On 08/19/2014 04:29 PM, cowwoc wrote:
> On 15/08/2014 7:47 PM, Jan-Ivar Bruaroey wrote:
>> On 8/15/14 6:29 PM, Gili wrote:
>>> Behavior: when the user specifies 16/9 he means *exactly* 16/9, not 
>>> some approximation. The epsilon you mentioned might work today but 
>>> will break in unpredictable ways in the future (as implementations 
>>> are exposed to resolutions we did not foresee ahead of time, such as 
>>> 4k). In that case, the float comparison will fail and the system 
>>> will violate the principal of least surprise.
>>
>> Uh, no. Look at http://en.wikipedia.org/wiki/4K_resolution#Resolutions
>>
>> Format  Resolution  Display aspect ratio 
>> <http://en.wikipedia.org/wiki/Display_aspect_ratio>  Pixels
>> Ultra high definition television 
>> <http://en.wikipedia.org/wiki/Ultra_high_definition_television>  3840 
>> × 2160  1.78:1 (16:9)  8,294,400
>> Ultra wide television 
>> <http://en.wikipedia.org/wiki/Ultra_wide_television>  5120 × 2160 
>> 2.37:1 (21:9)  11,059,200
>> WHXGA  5120 × 3200  1.60:1 (16:10, 8:5)  16,384,000
>> DCI <http://en.wikipedia.org/wiki/Digital_Cinema_Initiatives>4K 
>> (native resolution 
>> <http://en.wikipedia.org/wiki/Native_resolution>)  4096 × 2160 
>> 1.90:1 (19:10)  8,847,360
>> DCI 4K (CinemaScope 
>> <http://en.wikipedia.org/wiki/CinemaScope>cropped)  4096 × 1716 
>> 2.39:1  7,028,736
>> DCI 4K (flat <http://en.wikipedia.org/wiki/Arnoldscope>cropped)  3996 
>> × 2160  1.85:1  8,631,360
>>
>>
>> If anything, wikipedia tells us Harald's epsilon is too small, as it 
>> equates 16/9 = 1.78!
>>
>> So the display sky is not falling.
>>
>> .: Jan-Ivar :.
>>
>
> Sorry, I don't understand your point.
>
> My point remains that float comparison is not accurate and that the 
> choice of epsilon depends heavily on the numbers being compared. I'm 
> give you a concrete example:
>
> var sum = 0;
> for (var i=0; i<10; ++i)
>   sum += 0.1;
> console.log(sum);
>
> var sum2 = 0;
> for (var i=0; i<100; ++i)
>   sum2 += 0.01;
> console.log(sum2);
>
> In the first case you need an epsilon of 0.1. In the second case you 
> need an epsilon of 0.000000000000001. Your entire argument revolves 
> around the idea that it is possible to choose a "good enough" epsilon 
> that will work for all comparisons. As the above demonstrates, that is 
> simply not true.

We're not talking about all comparisons here.

We're talking about aspect ratios, in the context of constraints.

>
> You also seem to assume that people will specify constant values as 
> opposed to calculating the desired value programmatically. That's not 
> necessarily true.
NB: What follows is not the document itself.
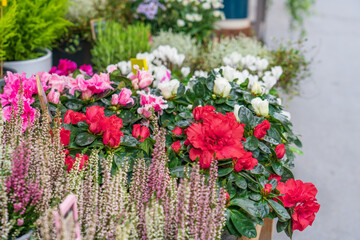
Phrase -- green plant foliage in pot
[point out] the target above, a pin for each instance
(29, 26)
I may very well decide to create a dynamic viewport 
> depending on what is going on in my application at a given time and 
> its aspect ratio might change across runs (this is even more true in 
> the context of desktop web browsers where the window size changes on a 
> regular basis).

In that case, it's even more important that the user (programmer) be 
trained to give the system the chance to make approximations - if aspect 
ratios are dynamic, they will very often be impossible to hit exactly, 
due to things like granularity of codec macroblocks (typically 16 pixels).

And it's even less likely that the epsilon will matter in practice.

>
> Lastly, as Glenn Adams mentioned in a follow-up email, there is 
> precedence for specifying such values using a numerator/denominator 
> pair. We are not breaking new ground here.